Ok, basically xyberviri seems right with a very basic idea. I'll try to explain it differently.
Server side
Fact : Actually, your server is too slow to handle a shitload of commands (and there are a ton of commands) when there is "too many" players logged on.
Fact : After a server reboot, there is a "10 minutes" lag free play for first logged in players, before too many commands hit your server.
Fact : When you ask players to log off, some do, and your server will remove their commands from the queue : the ones who stay online could play "4 minutes" lag free.
Fact : You are currently trying to pinpoint the commands that are too slow or cause memory leak on the server to decrease global lag and process the command queue faster.
Fact : Your command queue seems "infinite", because some commands will be answered to client minutes after, and none is discarded. (I tried a 5 minutes lag once ...)
Client side
Fact : Your command communication protocol is asynch, so the client can't wait a server answer after the player issued a command, it continue running and prompting for more commands.
Fact : Displayed lag is the "connectivity" lag, not the "command" lag (time you wait between gathering herb click and herb in inventory increase).
Fact : Some players are stupid or impatient, and will spam a button when it do "nothing" in-game.
Fact : We all play with lag and your queue system. So we press one button, another, another, another, and then the first command answer come back from the server, then the second, then the third ...
Fact : Some faggots are macroing and they don't use a timer. Their client issue a ton of command without any wait, increasing your total command queue.

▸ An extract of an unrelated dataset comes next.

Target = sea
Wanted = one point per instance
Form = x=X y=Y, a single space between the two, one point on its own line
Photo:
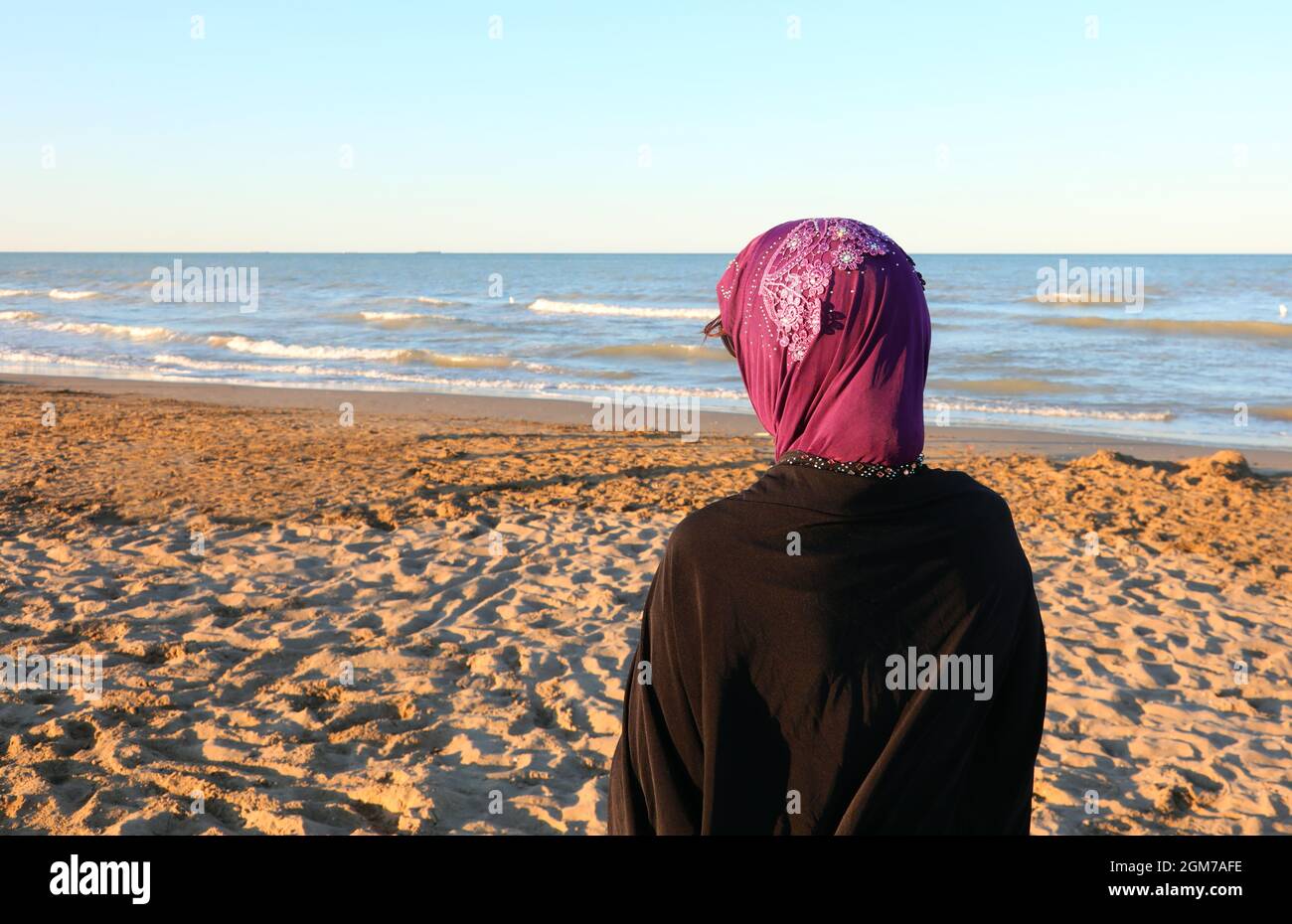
x=1171 y=348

Idea 1 : Implement a client-side "no retry yet" limit, to prevent button spamming on all commands and stupid macroing spamming, waiting for server answer (or cooldown if server answer could not be tracked).
Idea 1 : Implement a client-side "no retry yet" soft time-out, so the player could reissue his command in case of command loss on the wire or server side.
Idea 2 : Implement a client-side "not answered by the server yet" counter, counting the command in progress number, to track the client "command" lag, the one that matter.
Idea 2 : Implement a client-side "not answered by the server yet" maximum limit, to prevent the server queue explosion and transform the game in something playable by all.
Idea 2 : Implement a client-side "not answered by the server yet" time-out, so the player could reissue his command in case of command loss on the wire or server side.
More idea : Display "command" lag instead / with "connectivity" lag. Gather statistics on various commands if you have multiple queues.
Another idea : Implement a time-limited priority system on commands server-side to help with lag processing, like on critical system processing. Terraforming should be low priority in this system for example. It should help to regulate lag spikes.
Note : stomper said you didn't do a stress test because there was no need to do one. Bad. We are currently doing one for you. But we think that these ideas could help your server lag, not processing faster, but processing more smartly - only the one command we wait for, not the hundreds "before".
Conclusion :
With these limitations hard coded client side, your server will become lag free the time needed for you to pinpoint slower or bugged query without affecting your playerbase goodwill.
We may be wrong, you may have several parrallel queues for different types of commands or so, but you shoud, at least temporarly, limit the command queue increase client-side, that should prevent the lag easily.
Rewards :
Please credit xyberviri and Cyrus if this suggestion work. Blame them if it don't.